Title: Novel standardization methods for preprocessing multivariate data used in predictive modeling
Authors: Emily Grisanti - Robert Bosch GmbH, TU Freiberg (Germany) [presenting]
Matthias Otto - TU Bergakademie Freiberg (Germany)
Abstract: An essential part of multivariate analysis is the preprocessing of the data set, since most of the predictive models assume data to be standardized. This is why the Standard Normal Variate (SNV) transformation, which subtracts the mean value and divides it by the standard deviation sample by sample, has become very popular. For highly correlated data which are often found in the context of analytical measurement, e.g. vibrational spectroscopy, performing the SNV over the full spectral range is in some cases not sufficient for removing unwanted effects, e.g. influence of stray light.

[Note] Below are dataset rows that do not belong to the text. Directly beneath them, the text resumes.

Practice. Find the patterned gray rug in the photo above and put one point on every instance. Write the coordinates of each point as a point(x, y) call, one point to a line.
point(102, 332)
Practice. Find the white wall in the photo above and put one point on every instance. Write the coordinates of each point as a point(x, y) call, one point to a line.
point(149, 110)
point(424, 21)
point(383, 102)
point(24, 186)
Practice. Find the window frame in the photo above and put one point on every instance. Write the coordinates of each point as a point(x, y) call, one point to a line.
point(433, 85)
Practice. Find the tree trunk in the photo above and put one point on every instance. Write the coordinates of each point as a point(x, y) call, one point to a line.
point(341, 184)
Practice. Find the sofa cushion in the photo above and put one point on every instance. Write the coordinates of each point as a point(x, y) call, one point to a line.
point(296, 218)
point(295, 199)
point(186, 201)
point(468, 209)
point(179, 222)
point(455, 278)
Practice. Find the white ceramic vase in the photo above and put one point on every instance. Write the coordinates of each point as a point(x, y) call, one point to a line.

Three different standardization methods are presented, that apply SNV to defined sequential windows rather than to the full spectrum: Dynamic Localized SNV (DLSNV), Peak SNV (PSNV) and Partial Peak SNV (PPSNV). DLSNV is an enhancement of the Localized SNV (LSNV), which allows a dynamic starting point of the localized windows on which the SNV is executed individually. Peak and Partial Peak SNV are based on the selection of ranges from the spectra that have a high correlation to the target value and perform SNV on these essential windows. The prediction errors of two regression models in chemical analytics are shown to be reduced by up to 16\% and 29\%, respectively, compared to LSNV.